In an interlocutory matter, the AAT has held that a taxpayer was at all relevant times a beneficiary of a trust estate and that an amended assessment issued in April 2010 for the 2005 tax year was issued within time – that is, within 4 years pursuant to Item 4 of s 170(1) of the ITAA 1936.
The taxpayer lodged his 2005 tax return in April 2006 disclosing a nil amount under the Label “Distributions from trusts”. The original assessment was issued on 18 April 2006. However, on 12 April 2010, the Commissioner issued an amended assessment, which included an additional $2.1m for the 2005 tax year. The Tribunal noted during the 2005 tax year, a distribution of trust income was allocated to the taxpayer’s wife with the remainder allocated to a company, but none was allocated to the taxpayer. The Tribunal also noted the trust deed defined “Father” in the “Eligible Classes” to mean the taxpayer.
The taxpayer argued that as he had received no distributions in relation to the 2005 tax year, he was not a beneficiary of the trust estate at any time in that year and therefore the amended assessment was out of time.

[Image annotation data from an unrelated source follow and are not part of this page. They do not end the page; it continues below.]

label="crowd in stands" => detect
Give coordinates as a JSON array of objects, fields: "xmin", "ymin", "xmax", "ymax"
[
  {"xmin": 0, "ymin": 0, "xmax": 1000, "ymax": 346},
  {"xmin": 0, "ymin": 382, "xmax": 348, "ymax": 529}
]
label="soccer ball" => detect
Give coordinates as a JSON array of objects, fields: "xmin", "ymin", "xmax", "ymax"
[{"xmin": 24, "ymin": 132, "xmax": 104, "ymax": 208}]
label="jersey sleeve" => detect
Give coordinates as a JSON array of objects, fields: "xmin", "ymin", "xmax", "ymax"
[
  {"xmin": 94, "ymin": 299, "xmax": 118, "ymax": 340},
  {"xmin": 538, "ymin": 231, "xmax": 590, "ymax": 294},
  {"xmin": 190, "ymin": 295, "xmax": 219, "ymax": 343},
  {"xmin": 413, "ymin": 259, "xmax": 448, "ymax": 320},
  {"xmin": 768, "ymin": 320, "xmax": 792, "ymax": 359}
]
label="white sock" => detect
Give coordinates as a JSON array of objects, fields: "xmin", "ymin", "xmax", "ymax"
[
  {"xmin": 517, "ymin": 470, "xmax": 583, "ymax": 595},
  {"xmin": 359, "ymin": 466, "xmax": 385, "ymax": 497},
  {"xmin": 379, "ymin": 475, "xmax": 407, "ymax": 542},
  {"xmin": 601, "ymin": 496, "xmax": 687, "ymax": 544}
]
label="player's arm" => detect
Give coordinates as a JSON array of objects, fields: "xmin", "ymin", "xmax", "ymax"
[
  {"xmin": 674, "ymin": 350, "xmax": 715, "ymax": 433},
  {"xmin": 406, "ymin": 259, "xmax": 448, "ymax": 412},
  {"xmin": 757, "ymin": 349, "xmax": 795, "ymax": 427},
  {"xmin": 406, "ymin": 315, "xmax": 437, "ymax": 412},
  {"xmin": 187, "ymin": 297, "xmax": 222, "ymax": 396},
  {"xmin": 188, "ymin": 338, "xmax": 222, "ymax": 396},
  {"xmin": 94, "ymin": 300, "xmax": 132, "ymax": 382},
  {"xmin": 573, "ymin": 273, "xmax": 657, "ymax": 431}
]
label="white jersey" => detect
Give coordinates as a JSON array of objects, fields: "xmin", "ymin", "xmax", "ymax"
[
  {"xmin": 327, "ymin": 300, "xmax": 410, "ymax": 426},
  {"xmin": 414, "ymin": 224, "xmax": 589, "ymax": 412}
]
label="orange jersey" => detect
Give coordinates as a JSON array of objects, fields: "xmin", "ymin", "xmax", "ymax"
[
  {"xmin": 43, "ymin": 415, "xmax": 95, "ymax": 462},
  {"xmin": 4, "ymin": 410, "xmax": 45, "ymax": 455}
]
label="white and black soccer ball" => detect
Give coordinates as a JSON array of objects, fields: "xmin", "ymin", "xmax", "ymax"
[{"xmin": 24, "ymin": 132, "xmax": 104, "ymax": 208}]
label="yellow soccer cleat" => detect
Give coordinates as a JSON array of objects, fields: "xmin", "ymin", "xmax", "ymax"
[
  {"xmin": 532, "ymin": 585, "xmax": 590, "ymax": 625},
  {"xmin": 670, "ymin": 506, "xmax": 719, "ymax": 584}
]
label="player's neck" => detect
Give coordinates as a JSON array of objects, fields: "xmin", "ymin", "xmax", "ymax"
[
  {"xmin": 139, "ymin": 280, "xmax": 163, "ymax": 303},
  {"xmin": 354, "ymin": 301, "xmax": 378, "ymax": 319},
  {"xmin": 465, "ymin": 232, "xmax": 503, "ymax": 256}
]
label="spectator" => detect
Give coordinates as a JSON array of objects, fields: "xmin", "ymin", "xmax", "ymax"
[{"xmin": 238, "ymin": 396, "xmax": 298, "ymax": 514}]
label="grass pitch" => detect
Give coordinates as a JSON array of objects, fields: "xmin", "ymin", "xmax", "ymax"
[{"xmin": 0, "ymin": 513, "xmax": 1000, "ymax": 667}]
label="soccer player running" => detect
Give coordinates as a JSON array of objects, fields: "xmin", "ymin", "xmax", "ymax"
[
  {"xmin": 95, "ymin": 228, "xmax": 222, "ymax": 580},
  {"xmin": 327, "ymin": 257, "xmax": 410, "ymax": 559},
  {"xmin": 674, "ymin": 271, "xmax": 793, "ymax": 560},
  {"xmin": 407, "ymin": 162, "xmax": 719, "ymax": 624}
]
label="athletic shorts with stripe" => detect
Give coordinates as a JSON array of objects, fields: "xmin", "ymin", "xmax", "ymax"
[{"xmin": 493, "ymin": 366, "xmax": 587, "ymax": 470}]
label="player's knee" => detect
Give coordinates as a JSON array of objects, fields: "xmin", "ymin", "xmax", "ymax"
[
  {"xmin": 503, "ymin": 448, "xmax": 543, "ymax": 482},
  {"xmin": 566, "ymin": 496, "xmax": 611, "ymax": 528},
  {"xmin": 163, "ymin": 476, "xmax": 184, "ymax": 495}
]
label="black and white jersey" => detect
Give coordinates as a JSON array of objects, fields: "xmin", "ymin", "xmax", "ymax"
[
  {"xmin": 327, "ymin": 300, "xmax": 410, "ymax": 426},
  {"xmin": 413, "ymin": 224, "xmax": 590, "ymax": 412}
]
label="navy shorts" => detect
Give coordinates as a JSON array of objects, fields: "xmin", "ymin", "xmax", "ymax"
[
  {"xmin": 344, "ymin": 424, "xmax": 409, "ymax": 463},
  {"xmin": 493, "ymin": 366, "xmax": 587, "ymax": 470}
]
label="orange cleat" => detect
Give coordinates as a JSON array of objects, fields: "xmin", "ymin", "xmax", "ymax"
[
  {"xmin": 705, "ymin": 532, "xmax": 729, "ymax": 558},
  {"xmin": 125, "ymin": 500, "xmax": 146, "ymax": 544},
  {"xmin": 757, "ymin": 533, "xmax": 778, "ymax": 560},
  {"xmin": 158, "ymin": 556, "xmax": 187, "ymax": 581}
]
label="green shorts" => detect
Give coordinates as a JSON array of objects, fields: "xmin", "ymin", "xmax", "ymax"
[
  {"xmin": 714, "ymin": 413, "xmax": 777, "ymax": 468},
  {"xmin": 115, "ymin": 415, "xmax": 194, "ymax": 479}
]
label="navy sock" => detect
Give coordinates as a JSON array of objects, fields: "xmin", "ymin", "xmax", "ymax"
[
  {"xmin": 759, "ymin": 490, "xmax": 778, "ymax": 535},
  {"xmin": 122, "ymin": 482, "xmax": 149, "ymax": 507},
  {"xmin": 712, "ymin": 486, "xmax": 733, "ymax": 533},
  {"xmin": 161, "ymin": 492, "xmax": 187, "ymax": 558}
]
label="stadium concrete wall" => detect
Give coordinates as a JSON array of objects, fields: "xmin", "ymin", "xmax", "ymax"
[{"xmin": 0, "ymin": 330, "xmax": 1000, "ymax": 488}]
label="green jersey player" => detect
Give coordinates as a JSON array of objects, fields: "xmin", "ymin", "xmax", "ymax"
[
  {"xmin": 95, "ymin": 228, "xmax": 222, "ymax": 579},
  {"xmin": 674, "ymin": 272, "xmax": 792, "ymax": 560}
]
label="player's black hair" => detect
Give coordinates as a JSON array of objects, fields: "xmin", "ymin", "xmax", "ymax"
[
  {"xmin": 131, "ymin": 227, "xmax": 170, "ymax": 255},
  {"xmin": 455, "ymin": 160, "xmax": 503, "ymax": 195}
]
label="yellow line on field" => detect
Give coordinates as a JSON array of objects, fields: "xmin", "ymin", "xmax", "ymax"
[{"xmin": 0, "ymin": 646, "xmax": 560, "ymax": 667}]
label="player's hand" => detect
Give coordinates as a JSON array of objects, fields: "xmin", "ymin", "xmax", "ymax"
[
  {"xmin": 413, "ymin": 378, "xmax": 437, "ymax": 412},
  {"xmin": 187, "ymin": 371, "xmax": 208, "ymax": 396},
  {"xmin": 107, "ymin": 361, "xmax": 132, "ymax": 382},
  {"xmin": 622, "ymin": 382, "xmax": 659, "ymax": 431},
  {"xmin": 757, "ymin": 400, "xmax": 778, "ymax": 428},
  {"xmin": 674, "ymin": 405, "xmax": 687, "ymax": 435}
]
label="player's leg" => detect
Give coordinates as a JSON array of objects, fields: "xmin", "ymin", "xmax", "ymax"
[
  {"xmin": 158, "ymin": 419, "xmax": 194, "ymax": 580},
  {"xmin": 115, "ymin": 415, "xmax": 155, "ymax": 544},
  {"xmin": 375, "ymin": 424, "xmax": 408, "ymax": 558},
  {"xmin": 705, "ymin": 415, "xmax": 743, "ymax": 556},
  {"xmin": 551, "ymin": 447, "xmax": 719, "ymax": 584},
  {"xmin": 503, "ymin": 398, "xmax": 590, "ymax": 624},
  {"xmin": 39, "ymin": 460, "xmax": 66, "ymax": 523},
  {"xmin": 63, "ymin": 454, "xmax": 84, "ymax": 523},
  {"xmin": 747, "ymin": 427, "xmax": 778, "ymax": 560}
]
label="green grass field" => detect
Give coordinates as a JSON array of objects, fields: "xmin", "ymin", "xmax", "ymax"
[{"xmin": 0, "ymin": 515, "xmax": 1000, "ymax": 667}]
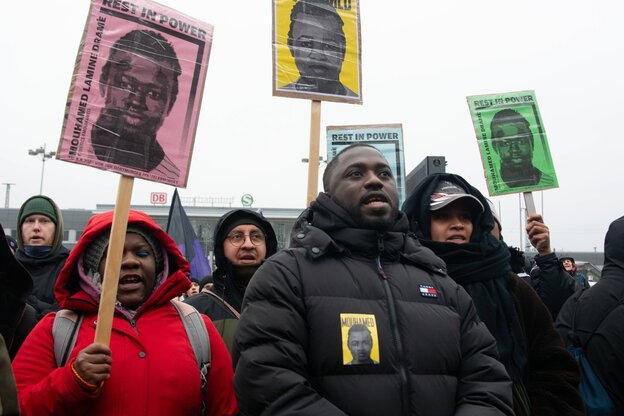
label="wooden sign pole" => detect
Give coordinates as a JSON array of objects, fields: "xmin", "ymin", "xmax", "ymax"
[
  {"xmin": 306, "ymin": 100, "xmax": 321, "ymax": 206},
  {"xmin": 522, "ymin": 191, "xmax": 537, "ymax": 216},
  {"xmin": 95, "ymin": 175, "xmax": 134, "ymax": 345}
]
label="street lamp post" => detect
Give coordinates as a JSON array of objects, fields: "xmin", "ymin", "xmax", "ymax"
[{"xmin": 28, "ymin": 143, "xmax": 56, "ymax": 195}]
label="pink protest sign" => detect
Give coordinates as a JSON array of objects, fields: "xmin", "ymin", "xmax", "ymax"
[{"xmin": 57, "ymin": 0, "xmax": 213, "ymax": 187}]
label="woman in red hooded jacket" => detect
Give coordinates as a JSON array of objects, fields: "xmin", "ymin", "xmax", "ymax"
[{"xmin": 13, "ymin": 211, "xmax": 238, "ymax": 415}]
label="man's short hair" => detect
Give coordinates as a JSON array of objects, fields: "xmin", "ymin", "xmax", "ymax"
[
  {"xmin": 490, "ymin": 108, "xmax": 534, "ymax": 147},
  {"xmin": 100, "ymin": 30, "xmax": 182, "ymax": 111},
  {"xmin": 288, "ymin": 0, "xmax": 347, "ymax": 54},
  {"xmin": 323, "ymin": 143, "xmax": 385, "ymax": 192}
]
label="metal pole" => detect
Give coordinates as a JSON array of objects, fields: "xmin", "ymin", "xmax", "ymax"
[
  {"xmin": 2, "ymin": 183, "xmax": 15, "ymax": 208},
  {"xmin": 39, "ymin": 153, "xmax": 45, "ymax": 195}
]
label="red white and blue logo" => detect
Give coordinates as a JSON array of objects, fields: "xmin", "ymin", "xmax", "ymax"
[{"xmin": 420, "ymin": 285, "xmax": 438, "ymax": 298}]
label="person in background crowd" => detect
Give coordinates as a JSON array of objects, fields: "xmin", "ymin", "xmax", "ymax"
[
  {"xmin": 488, "ymin": 200, "xmax": 581, "ymax": 320},
  {"xmin": 199, "ymin": 276, "xmax": 214, "ymax": 292},
  {"xmin": 0, "ymin": 225, "xmax": 37, "ymax": 360},
  {"xmin": 6, "ymin": 235, "xmax": 17, "ymax": 254},
  {"xmin": 403, "ymin": 174, "xmax": 584, "ymax": 416},
  {"xmin": 15, "ymin": 195, "xmax": 69, "ymax": 319},
  {"xmin": 559, "ymin": 256, "xmax": 589, "ymax": 289},
  {"xmin": 178, "ymin": 278, "xmax": 200, "ymax": 301},
  {"xmin": 185, "ymin": 209, "xmax": 277, "ymax": 351},
  {"xmin": 233, "ymin": 144, "xmax": 513, "ymax": 416},
  {"xmin": 13, "ymin": 210, "xmax": 238, "ymax": 416},
  {"xmin": 556, "ymin": 217, "xmax": 624, "ymax": 415}
]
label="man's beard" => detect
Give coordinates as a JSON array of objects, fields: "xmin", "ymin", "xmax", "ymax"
[
  {"xmin": 91, "ymin": 110, "xmax": 164, "ymax": 172},
  {"xmin": 353, "ymin": 208, "xmax": 398, "ymax": 233}
]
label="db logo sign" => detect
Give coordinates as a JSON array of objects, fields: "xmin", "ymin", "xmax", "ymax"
[{"xmin": 150, "ymin": 192, "xmax": 167, "ymax": 205}]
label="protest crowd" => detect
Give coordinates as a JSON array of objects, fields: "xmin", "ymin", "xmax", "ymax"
[{"xmin": 0, "ymin": 0, "xmax": 624, "ymax": 416}]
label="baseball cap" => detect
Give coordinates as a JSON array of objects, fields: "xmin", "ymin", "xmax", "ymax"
[{"xmin": 429, "ymin": 181, "xmax": 484, "ymax": 214}]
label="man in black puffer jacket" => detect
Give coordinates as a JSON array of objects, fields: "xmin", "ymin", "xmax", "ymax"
[
  {"xmin": 234, "ymin": 144, "xmax": 513, "ymax": 416},
  {"xmin": 555, "ymin": 217, "xmax": 624, "ymax": 415}
]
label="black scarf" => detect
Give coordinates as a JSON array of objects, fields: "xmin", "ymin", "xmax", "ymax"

The Commissioner contended that as the taxpayer was a member of the Eligible Class, the taxpayer was a beneficiary of the trust estate during the whole of the 2005 tax year, and accordingly, the amended assessment was within time.
The issue for determination was whether the taxpayer was “a beneficiary of a trust estate at any time” in the 2005 tax year as those words are used in qualification (d) of Item 1 of s 170(1). If so, the Commissioner’s power to issue amended assessments can be extended from 2 years to 4 years by Item (1)(d). The Tribunal rejected the arguments raised by the taxpayer. It held the taxpayer was at all relevant times a beneficiary under the trust, and that the amended assessment was timely by operation of Item (1)(d) of s 170(1).
(AAT Case [2012] AATA 477, Re Yazbek and FCT, AAT, Ref Nos: 2010/4020-4022, Deutsch DP, 25 July 2012).